Bill: I know exactly the sketches you're talking about. Yes, my jaw drops every time he posts one.

Allana: Artists! Guh!

Bill: The thing is, I do enough writing and drawing to at least get where the ability to observe in that way comes from, and to think that maybe, if I could just concentrate on one pursuit long enough, I could approach a similar unique creativity... but still...

Allana: Yeah, precisely. It's the development of one trademark stylistic move that baffles me. I still find the temptation to write in multiple styles, and I just can't outweigh the benefits of being multiversed and adaptable to having that one really finely honed skill.

Bill: And in the realm of music I'm just lost. I can be transported -- I've had what I'd define as out-of-body experiences listening to music, triggered by a certin sound happening at a certain time, and am left in awe, you know? How do they know to put the sounds together that way? How can they feel it? That's a realm of art I stand in abject terror of!

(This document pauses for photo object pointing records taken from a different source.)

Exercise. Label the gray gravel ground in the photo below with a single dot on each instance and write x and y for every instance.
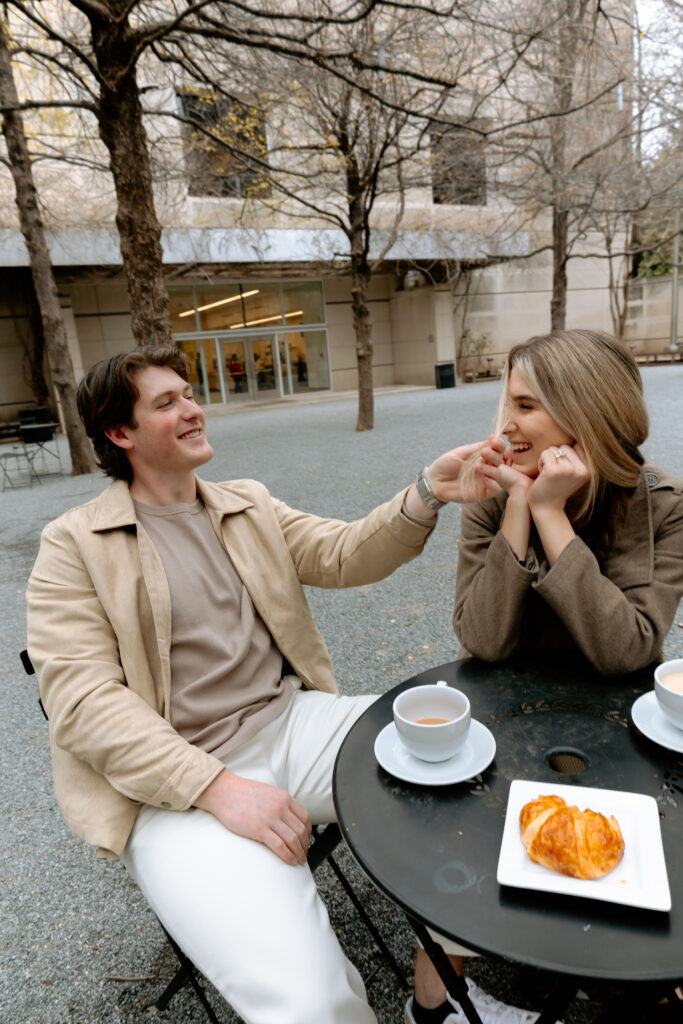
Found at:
(78, 943)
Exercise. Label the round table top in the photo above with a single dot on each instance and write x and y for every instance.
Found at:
(434, 850)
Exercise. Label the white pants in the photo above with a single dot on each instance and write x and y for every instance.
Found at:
(252, 924)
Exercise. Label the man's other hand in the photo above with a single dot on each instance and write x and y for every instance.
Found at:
(261, 812)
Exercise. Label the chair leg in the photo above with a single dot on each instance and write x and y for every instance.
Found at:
(370, 924)
(183, 976)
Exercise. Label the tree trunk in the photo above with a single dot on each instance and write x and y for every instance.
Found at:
(558, 302)
(56, 348)
(120, 118)
(364, 345)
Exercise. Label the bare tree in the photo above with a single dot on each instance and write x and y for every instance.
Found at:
(56, 348)
(571, 91)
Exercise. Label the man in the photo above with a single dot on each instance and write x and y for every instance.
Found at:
(194, 713)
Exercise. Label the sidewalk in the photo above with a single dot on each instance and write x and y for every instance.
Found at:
(79, 945)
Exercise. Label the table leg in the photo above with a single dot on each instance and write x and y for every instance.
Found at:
(562, 997)
(456, 986)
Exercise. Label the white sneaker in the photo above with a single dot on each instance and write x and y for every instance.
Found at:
(457, 1017)
(491, 1011)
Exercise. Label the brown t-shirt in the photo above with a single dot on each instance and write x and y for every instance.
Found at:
(226, 673)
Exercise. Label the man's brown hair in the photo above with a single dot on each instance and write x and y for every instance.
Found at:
(107, 397)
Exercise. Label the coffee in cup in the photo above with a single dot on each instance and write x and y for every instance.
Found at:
(669, 690)
(432, 721)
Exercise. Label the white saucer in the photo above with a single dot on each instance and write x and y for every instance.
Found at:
(653, 723)
(477, 754)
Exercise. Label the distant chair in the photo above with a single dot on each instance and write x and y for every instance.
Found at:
(35, 414)
(36, 430)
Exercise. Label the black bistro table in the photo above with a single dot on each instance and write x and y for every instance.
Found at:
(434, 850)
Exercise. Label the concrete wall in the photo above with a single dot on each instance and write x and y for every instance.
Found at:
(414, 329)
(423, 330)
(14, 329)
(508, 303)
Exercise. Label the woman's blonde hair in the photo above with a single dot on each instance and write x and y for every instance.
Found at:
(591, 386)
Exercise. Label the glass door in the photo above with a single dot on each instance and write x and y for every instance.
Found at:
(250, 370)
(235, 360)
(265, 373)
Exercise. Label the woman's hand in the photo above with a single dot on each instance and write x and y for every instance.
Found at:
(562, 473)
(497, 468)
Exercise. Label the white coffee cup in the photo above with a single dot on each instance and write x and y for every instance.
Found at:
(435, 740)
(670, 700)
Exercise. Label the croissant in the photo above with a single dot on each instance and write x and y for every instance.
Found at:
(583, 844)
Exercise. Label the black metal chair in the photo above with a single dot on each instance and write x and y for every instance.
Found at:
(35, 435)
(324, 842)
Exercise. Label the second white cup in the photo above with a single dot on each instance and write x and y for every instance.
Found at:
(669, 690)
(432, 721)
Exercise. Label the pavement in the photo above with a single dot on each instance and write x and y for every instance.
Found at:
(78, 944)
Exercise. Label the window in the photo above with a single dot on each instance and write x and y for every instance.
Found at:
(459, 167)
(224, 159)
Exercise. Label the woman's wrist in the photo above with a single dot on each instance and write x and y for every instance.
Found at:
(555, 530)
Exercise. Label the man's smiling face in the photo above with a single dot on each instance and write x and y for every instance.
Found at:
(169, 435)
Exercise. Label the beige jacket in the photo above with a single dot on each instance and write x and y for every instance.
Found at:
(99, 635)
(617, 616)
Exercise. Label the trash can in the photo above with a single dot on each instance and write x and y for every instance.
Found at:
(444, 374)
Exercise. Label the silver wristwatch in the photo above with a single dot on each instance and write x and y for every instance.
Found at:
(425, 493)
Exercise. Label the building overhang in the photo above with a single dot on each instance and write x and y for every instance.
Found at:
(74, 247)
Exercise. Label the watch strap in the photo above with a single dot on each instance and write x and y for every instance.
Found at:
(426, 494)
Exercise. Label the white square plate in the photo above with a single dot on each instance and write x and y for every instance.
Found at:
(640, 880)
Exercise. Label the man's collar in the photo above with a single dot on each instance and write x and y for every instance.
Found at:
(115, 505)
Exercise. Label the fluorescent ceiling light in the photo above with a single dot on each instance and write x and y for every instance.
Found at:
(266, 320)
(221, 302)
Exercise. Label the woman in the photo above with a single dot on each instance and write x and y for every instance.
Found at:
(583, 547)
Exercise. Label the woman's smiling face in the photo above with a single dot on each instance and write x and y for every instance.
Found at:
(528, 427)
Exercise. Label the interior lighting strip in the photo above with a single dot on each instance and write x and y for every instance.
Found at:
(266, 320)
(220, 302)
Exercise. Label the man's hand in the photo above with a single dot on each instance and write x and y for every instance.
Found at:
(261, 812)
(443, 475)
(496, 466)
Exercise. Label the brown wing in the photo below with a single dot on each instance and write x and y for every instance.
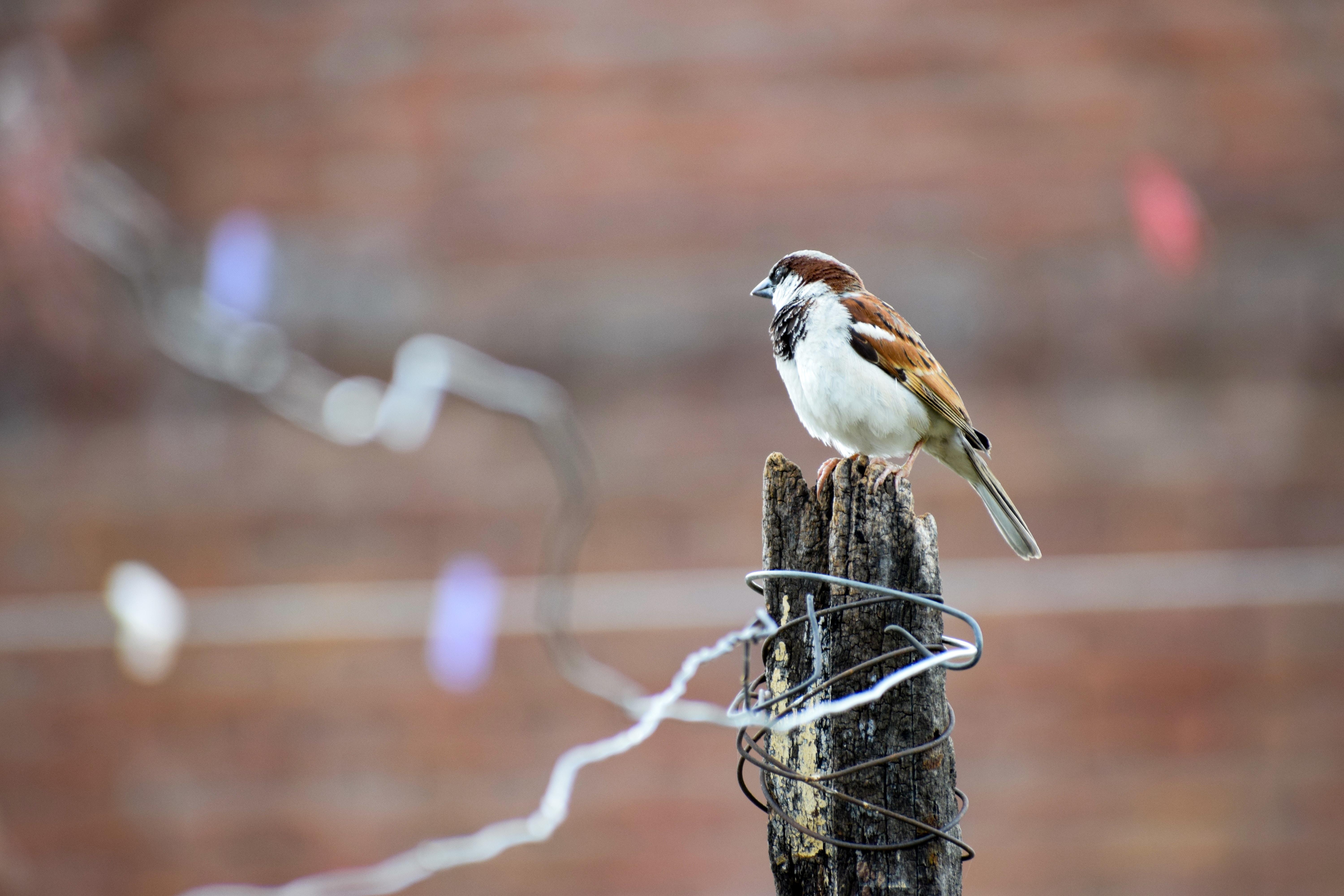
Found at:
(908, 361)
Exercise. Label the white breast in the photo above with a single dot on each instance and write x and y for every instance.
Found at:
(843, 400)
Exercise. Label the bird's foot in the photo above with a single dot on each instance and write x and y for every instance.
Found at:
(825, 473)
(902, 472)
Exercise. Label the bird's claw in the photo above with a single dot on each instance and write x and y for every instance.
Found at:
(825, 473)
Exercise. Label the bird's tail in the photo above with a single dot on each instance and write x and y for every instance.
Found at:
(1011, 526)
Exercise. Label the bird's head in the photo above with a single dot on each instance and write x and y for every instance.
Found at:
(804, 273)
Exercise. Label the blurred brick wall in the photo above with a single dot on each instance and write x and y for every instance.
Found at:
(592, 189)
(1119, 754)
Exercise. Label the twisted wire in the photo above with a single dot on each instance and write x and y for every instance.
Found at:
(755, 749)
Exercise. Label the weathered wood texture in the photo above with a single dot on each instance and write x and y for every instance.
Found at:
(870, 536)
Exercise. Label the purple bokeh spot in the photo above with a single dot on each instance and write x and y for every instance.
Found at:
(460, 648)
(239, 264)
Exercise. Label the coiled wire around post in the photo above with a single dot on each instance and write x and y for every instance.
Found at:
(756, 749)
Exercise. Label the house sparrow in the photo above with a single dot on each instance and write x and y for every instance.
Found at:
(864, 382)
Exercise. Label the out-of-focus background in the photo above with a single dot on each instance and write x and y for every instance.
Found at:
(1120, 226)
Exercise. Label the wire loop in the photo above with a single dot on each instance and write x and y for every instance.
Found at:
(755, 749)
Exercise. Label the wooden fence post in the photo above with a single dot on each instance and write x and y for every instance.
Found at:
(876, 538)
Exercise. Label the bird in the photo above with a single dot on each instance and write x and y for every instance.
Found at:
(864, 382)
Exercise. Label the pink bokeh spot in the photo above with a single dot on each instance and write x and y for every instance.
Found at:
(1167, 215)
(460, 647)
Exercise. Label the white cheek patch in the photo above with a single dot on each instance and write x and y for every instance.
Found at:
(876, 332)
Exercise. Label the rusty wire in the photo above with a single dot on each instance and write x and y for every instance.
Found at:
(752, 750)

Allana: It's still nice, in the midst of this whole exclusive-subjective-experiences thing the western world is going through, to think that people are so easily united by one powerful artistic experience. Even if we get sick of it a week later. I want to get over that weakness, the art-unites-us-all ideal. But it's hard.

Bill: It's probably fundamentally true. It's coming out of the under-conscious, from weird brainmeat we probably all share.

Allana: So when do we start telling people this is a philosophy blog instead of a literary criticism blog? I guess when we start saying new and controversial things.

Bill: Ha! Yes. If we keep trying, we might get there. Next chat we'll have to start off on non-fiction reading experiences, and see where that takes us.

Allana: That one'll be rough, for me. But I'm willing to give it a shot.